Why combining DataFrames matters in Pandas - Performance Analysis
When we combine DataFrames, the time it takes depends on how much data we have. We want to understand how this time grows as the data gets bigger.
How does the work needed change when we join or merge tables?
Analyze the time complexity of the following code snippet.
import pandas as pd
n = 10 # example size
df1 = pd.DataFrame({"key": range(n), "value1": range(n)})
df2 = pd.DataFrame({"key": range(n), "value2": range(n)})
result = pd.merge(df1, df2, on="key")
This code merges two DataFrames on a common column called "key".
Identify the loops, recursion, array traversals that repeat.
- Primary operation: Matching rows from both DataFrames by the "key" column.
- How many times: Each row in the first DataFrame is compared to rows in the second DataFrame to find matches.
As the number of rows (n) grows, the work to find matching keys grows too.
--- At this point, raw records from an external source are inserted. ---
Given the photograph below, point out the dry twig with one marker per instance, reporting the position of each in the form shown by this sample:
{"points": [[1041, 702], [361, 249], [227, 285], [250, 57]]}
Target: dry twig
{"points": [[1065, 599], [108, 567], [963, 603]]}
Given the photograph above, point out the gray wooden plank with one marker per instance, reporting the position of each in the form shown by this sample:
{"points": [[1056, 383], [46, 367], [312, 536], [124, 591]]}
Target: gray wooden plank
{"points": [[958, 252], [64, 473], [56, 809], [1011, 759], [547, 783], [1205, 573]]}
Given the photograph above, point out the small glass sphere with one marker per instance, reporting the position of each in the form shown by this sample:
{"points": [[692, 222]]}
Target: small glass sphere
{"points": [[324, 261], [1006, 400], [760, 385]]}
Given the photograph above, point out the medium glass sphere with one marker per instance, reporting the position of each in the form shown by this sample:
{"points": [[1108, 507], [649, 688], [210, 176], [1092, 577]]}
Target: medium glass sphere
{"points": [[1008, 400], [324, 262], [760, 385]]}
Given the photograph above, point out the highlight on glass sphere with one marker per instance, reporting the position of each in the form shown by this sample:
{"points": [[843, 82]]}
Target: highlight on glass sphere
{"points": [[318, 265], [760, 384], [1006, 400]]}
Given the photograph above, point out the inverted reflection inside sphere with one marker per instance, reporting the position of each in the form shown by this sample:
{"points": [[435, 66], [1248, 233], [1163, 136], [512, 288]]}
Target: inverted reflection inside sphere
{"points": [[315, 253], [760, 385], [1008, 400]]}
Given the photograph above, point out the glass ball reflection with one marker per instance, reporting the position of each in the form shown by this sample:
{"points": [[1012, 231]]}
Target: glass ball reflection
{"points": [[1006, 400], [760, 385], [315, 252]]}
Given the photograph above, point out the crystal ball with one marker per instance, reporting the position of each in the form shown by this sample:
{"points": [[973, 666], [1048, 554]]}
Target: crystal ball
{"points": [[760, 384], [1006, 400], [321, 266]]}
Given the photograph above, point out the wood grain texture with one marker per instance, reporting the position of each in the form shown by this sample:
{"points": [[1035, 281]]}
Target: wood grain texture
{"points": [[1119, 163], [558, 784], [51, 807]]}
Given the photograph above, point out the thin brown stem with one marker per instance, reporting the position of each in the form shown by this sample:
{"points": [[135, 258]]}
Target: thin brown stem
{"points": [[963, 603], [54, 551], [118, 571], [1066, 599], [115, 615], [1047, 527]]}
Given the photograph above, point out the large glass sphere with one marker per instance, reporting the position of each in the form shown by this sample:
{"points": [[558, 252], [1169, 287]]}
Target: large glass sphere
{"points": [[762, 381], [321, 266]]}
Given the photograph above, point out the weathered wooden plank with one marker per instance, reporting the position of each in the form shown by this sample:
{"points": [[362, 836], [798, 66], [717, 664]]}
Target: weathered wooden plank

| Input Size (n) | Approx. Operations |
|---|---|
| 10 | About 10 matching checks |
| 100 | About 100 matching checks |
| 1000 | About 1000 matching checks |
Pattern observation: The work grows roughly in direct proportion to the number of rows.
Time Complexity: O(n)
This means the time to combine DataFrames grows linearly with the number of rows.
[X] Wrong: "Merging two DataFrames always takes a long time because it compares every row to every other row."
[OK] Correct: Pandas uses efficient methods like hashing or sorting to avoid checking every pair, so it usually works in linear time, not quadratic.
Understanding how combining data grows with size helps you explain your approach clearly and shows you know how to handle real data efficiently.
"What if we merged on multiple columns instead of one? How would the time complexity change?"